HOOKWORMS, “Microshift” (Domino, 2018)

Lo avevano detto già prima che l’album fosse pubblicato: il nuovo disco sarebbe stato completamente differente da “Pearl Mystic” e “The Hum” e orientato verso una certa psichedelia di carattere ossessivo e fatta di ripetizioni cicliche riprese dal kraut-rock o il sound degli Spacemen 3. Così, adesso che “Microshift” è stato pubblicato e possiamo finalmente ascoltarlo, non possiamo che convenire che Matthew Johnson, il carismatico e anti-divo frontman degli Hoowkworms, e i suoi compagni siano stati di parola. Quello che la band di Leeds non ci aveva detto, tuttavia, è che questo nuovo sound sarebbe stato anche segnato da una decisa svolta pop, che giunge inaspettata ma che dopo una iniziale curiosità, vince ogni diffidenza e appare effettivamente riuscita.

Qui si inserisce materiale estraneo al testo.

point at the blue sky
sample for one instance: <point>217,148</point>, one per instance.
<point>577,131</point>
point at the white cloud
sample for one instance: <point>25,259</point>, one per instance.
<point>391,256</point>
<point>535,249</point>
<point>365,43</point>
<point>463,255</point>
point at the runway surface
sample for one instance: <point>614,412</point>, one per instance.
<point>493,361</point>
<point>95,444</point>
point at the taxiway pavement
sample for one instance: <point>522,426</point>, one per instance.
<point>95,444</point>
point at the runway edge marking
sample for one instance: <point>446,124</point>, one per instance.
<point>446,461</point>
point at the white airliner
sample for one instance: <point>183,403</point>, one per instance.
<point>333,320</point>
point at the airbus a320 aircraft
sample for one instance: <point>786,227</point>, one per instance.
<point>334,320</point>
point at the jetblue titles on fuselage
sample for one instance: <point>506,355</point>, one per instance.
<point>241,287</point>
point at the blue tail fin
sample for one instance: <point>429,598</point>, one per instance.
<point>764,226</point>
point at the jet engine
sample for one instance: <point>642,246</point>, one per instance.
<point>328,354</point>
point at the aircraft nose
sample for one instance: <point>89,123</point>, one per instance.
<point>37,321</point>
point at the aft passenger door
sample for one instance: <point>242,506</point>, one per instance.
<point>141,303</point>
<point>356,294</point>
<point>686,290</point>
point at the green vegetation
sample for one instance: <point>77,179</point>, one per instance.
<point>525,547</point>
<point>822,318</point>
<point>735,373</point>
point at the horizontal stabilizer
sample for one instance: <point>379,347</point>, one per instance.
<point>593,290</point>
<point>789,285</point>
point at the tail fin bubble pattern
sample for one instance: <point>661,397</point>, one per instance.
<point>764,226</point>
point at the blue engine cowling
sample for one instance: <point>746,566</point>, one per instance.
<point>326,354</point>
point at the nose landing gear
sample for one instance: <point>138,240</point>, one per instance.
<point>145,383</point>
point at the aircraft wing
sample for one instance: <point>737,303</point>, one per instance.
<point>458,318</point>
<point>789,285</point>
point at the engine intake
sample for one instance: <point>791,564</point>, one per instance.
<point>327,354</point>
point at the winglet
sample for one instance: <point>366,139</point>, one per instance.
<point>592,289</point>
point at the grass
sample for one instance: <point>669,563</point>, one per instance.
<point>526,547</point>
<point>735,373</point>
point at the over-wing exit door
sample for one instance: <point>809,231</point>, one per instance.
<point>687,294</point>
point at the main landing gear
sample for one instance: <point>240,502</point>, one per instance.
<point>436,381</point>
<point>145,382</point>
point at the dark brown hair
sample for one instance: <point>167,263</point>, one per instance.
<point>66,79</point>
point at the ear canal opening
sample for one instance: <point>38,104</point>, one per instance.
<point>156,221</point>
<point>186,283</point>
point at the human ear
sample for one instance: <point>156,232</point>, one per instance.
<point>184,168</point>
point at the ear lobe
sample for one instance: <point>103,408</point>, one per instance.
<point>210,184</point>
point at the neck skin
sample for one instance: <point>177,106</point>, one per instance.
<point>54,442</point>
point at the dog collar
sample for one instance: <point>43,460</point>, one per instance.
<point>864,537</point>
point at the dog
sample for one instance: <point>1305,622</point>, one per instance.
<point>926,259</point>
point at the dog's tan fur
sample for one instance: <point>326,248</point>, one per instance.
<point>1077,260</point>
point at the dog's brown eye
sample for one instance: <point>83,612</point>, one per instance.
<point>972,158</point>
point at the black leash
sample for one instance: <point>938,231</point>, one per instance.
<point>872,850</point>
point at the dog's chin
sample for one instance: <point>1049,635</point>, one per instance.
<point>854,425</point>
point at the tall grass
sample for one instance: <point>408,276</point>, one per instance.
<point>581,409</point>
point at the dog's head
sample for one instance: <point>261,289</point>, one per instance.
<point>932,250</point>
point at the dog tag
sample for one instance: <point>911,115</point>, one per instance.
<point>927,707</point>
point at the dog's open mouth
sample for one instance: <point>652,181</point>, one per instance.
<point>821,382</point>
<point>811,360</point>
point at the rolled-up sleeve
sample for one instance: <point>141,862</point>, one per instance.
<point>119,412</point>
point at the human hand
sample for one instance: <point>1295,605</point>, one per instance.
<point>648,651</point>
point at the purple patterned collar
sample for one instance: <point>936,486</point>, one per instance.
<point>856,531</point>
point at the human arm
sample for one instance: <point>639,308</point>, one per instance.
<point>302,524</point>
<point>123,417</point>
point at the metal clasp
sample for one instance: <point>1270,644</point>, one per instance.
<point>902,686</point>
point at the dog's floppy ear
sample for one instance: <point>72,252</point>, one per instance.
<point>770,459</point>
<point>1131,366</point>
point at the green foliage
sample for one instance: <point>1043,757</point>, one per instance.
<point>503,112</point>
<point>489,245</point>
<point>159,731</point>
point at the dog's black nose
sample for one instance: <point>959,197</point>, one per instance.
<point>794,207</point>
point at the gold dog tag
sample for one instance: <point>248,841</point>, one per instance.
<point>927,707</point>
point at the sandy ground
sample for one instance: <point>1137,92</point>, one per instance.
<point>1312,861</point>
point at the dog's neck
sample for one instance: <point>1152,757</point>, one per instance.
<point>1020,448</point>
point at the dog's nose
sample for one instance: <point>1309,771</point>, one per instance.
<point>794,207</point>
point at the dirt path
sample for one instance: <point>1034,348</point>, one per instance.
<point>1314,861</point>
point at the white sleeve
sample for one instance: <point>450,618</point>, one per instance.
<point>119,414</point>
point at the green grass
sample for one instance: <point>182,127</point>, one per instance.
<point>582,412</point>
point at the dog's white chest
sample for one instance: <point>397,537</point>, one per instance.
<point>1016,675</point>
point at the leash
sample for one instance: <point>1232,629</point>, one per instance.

La componente sintetica in questo nuovo disco è sicuramente quella dominante, ma del resto non poteva essere altrimenti nell’intento di combinare una certa psichedelia con composizioni allo stesso tempo pop e ascoltabili, persino dancerecci. “Negative Space” apre subito le danze con un pezzo pop trascinante e costruito su basi sintetiche riprese dalla esperienza della french touch e che può ricordare i momenti migliori dei Daft Punk. Con “The Soft Season” si paga pegno agli Spacemen 3 e al talento melodico di J. Spaceman e dei suoi Spiritualized. “Reunion”, “Each Time We Pass” e il sound espressionista di “Boxing Day” sono sicuramente momenti interessanti, ma il disco come detto è soprattutto una manifestazione di energia synth-pop, ribadita da ripetizioni modulari sintetiche a metà tra espressioni di pura gioia e neo-romanticismo come “Opener”, “Ullswater”, “Static Resistance”, “Shortcomings”. Suoni che potrebbero apparire anomali per un gruppo che si è sempre sottratto a ogni protagonismo, ma che evidente con questo lavoro mira a esprimere completamente se stesso e reclamare la giusta attenzione da parte degli ascoltatori e la critica musicale di ogni tipo.